I have a dataframe in R that has a list of records. I would like to delete all of the matching records from my ODBC datasource.
data_to_delete ##This is my dataframe
delete from RODBC datasource where record_id IN (select record_id
from data_to_delete)
Any ideas on how to achieve this? I am currently using sqlQuery to pull data down and sqlSave to create new records, but I'm not sure how to delete records.
As the answers to this related question explain, you will need to build up the string that holds theDELETE
statement programmatically, and then you can execute a DELETE
statement just as any other statement within sqlQuery
.
So at the end of your DELETE
, don't try to "select" from the R variable, rather just dump its contents into a comma-separated string. Below, I assume that whatever data_to_delete
is, we can use paste
with as.character
to spit it into a comma-separated string. But you can modify that as needed.
I also assume that you mean for datasource
to refer to the database, and I use some_table_name
as a placeholder for the table's name within that database. You should adjust the values for your specific case.
del_query <- sprintf("DELETE from some_table_name
where record_id IN (%s)",
paste(as.character(data_to_delete),
collapse=", ")
)
sqlQuery(datasource, del_query)
Using this method, you need to be careful if the content of your data is large.

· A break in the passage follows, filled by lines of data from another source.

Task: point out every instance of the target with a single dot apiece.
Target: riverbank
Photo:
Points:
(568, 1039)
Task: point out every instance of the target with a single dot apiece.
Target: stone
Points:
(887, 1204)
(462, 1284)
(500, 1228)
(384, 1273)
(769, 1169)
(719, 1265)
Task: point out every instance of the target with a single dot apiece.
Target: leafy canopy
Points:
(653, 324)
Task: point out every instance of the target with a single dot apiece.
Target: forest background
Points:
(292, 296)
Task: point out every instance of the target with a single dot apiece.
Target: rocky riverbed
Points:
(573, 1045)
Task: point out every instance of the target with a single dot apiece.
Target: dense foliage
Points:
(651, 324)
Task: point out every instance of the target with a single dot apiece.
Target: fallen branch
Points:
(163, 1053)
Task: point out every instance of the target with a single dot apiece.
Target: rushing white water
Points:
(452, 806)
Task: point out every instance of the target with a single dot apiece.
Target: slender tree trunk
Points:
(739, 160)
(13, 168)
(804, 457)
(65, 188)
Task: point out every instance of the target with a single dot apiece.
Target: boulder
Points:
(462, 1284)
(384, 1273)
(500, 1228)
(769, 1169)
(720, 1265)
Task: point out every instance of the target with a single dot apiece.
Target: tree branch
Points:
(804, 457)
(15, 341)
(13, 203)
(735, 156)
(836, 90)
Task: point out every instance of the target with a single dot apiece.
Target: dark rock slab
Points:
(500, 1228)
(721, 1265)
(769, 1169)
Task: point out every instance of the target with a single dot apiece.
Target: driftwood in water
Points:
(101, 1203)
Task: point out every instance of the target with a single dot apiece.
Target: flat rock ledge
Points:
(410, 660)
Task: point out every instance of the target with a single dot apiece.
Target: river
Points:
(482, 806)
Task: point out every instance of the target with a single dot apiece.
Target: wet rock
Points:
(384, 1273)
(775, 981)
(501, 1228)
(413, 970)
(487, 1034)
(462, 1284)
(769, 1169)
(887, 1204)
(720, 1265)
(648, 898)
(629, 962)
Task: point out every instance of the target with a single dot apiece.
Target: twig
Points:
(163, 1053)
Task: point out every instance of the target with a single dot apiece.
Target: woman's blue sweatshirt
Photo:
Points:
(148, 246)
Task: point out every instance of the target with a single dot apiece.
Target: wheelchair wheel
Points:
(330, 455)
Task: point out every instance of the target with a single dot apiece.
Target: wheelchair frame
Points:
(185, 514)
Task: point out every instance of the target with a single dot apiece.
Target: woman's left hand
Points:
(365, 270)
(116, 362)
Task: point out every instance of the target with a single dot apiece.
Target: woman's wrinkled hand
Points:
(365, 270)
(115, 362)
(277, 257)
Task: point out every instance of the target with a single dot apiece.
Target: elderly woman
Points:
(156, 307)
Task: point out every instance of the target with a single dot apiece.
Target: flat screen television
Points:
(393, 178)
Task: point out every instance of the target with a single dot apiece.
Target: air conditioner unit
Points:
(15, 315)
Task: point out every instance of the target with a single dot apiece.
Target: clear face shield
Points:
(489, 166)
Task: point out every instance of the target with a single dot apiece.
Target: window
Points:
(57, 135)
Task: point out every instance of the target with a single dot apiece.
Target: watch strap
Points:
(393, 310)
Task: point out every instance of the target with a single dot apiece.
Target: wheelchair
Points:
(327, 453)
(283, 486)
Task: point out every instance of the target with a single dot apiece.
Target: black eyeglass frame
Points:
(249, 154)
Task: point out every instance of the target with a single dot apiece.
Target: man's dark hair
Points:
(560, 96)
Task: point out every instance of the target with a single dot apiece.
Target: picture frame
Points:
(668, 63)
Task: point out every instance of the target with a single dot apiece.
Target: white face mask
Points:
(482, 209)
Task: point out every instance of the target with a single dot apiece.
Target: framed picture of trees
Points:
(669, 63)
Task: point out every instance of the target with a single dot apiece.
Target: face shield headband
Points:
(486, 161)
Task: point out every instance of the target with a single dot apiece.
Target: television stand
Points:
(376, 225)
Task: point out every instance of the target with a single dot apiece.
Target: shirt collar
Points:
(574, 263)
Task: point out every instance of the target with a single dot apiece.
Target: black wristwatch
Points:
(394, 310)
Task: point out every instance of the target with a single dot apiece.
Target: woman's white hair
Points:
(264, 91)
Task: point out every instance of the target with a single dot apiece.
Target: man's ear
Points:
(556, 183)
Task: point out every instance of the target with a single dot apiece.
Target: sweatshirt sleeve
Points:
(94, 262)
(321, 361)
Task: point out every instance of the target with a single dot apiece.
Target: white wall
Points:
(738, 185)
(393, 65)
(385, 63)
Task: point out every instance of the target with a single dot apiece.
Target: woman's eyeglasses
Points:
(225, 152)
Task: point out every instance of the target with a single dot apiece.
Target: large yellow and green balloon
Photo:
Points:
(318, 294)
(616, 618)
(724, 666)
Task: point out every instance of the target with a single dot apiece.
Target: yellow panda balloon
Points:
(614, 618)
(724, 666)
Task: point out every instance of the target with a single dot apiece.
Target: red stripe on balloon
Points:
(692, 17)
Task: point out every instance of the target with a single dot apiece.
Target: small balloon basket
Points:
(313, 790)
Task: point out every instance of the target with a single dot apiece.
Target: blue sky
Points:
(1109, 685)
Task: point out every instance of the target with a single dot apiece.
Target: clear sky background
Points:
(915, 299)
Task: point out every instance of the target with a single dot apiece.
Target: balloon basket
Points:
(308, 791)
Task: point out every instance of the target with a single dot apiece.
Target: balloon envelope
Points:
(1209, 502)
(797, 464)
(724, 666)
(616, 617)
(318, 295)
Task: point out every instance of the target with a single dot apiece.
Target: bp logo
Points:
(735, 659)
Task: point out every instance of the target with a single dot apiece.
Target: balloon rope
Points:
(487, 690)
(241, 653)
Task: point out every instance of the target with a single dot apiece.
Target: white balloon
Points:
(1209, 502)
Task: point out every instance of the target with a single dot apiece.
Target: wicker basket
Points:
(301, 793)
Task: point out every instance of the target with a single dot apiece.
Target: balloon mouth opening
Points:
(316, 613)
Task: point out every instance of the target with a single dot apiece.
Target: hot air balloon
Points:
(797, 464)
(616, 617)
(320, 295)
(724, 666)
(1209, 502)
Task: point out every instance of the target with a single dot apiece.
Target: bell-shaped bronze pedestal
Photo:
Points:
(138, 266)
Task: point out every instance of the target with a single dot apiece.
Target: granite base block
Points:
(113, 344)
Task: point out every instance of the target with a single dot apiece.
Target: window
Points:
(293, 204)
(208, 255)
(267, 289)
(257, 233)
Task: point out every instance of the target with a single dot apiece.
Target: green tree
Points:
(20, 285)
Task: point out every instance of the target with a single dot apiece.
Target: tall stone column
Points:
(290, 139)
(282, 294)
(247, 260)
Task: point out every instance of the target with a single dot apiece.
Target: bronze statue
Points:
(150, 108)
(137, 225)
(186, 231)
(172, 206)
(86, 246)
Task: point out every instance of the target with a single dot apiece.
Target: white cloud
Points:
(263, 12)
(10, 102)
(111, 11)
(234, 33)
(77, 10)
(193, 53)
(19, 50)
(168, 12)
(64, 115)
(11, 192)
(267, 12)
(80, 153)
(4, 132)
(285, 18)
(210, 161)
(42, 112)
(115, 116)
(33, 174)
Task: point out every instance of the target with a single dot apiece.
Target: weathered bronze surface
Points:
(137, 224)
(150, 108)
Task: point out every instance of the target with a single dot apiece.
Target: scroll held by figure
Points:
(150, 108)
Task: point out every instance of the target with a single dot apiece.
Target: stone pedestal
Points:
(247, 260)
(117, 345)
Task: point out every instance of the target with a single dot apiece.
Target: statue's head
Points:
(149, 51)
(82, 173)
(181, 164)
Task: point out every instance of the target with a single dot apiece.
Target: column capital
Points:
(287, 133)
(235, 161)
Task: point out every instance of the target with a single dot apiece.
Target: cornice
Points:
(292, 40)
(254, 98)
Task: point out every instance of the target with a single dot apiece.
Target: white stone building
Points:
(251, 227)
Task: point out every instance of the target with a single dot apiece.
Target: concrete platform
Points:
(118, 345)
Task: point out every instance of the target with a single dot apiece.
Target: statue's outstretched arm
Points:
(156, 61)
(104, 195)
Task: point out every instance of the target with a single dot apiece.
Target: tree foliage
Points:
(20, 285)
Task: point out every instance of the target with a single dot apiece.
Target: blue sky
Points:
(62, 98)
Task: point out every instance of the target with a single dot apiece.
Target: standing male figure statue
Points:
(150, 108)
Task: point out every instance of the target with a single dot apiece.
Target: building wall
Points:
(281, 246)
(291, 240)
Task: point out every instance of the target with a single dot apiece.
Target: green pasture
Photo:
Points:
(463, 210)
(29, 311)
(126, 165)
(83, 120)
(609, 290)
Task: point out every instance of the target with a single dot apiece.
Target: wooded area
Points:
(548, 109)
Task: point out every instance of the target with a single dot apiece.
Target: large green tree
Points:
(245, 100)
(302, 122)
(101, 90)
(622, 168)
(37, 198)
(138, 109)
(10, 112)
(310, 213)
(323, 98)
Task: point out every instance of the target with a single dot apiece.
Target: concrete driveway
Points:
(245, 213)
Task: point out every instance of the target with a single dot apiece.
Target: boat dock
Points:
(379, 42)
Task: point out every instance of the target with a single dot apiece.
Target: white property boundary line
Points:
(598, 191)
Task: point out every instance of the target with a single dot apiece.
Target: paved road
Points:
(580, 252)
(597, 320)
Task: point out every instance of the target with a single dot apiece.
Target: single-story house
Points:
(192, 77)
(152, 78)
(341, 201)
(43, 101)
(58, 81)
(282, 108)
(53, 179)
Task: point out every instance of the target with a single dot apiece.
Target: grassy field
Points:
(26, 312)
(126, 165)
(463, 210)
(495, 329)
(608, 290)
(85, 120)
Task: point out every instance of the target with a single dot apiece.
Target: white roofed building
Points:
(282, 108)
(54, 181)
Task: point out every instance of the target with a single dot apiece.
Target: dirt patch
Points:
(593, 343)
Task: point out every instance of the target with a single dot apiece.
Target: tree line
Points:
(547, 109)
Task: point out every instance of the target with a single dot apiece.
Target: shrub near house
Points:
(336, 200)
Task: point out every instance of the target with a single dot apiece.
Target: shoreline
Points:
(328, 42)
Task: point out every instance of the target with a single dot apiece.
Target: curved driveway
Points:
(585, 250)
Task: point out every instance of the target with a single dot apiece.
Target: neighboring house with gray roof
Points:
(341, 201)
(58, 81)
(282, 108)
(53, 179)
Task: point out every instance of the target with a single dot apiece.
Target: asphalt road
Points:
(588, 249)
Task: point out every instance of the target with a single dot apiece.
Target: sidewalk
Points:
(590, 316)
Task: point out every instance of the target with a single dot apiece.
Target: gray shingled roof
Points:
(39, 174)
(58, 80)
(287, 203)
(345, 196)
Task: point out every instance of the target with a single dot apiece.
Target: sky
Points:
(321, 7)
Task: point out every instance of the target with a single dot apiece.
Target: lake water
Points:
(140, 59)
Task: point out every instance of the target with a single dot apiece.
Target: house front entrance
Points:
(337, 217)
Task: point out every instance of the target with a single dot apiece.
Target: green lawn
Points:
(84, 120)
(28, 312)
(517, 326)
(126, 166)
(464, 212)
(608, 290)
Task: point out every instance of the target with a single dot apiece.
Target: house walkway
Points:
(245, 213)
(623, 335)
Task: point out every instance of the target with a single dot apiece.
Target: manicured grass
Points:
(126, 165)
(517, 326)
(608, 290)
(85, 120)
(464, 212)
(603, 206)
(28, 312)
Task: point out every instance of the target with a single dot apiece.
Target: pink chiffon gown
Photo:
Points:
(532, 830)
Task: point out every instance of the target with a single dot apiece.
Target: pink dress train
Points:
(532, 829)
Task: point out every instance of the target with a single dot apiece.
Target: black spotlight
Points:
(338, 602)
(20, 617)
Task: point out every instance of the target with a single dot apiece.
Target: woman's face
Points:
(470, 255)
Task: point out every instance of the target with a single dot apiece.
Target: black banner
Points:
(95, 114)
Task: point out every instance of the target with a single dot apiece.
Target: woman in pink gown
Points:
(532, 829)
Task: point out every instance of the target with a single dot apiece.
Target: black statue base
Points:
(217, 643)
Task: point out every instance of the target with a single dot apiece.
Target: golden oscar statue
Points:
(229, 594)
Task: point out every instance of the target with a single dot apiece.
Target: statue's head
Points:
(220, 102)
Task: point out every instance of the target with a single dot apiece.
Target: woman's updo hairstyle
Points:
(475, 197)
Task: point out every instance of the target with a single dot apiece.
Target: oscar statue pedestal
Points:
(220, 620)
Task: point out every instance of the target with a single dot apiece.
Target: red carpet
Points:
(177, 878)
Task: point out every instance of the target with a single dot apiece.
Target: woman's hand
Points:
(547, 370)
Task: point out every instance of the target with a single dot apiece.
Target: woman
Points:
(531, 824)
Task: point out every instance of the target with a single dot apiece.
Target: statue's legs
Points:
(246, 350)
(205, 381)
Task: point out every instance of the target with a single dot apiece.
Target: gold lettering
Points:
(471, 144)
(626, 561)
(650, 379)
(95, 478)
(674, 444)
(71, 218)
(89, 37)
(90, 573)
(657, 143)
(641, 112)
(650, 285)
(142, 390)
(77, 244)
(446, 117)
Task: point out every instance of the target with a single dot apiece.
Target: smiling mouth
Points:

There is often a symbol limit for the number of distinct symbols that can appear in the IN
clause -- something like 2000 symbols as default in SQL Server.
If you need more values than that, you could first issue a query that writes the values into a temp table wholly on the database, and then issue a query with sqlQuery
that contains the extra IN ( SELECT * FROM ... )
but you'll be querying from that temp table, not "from" the R variable.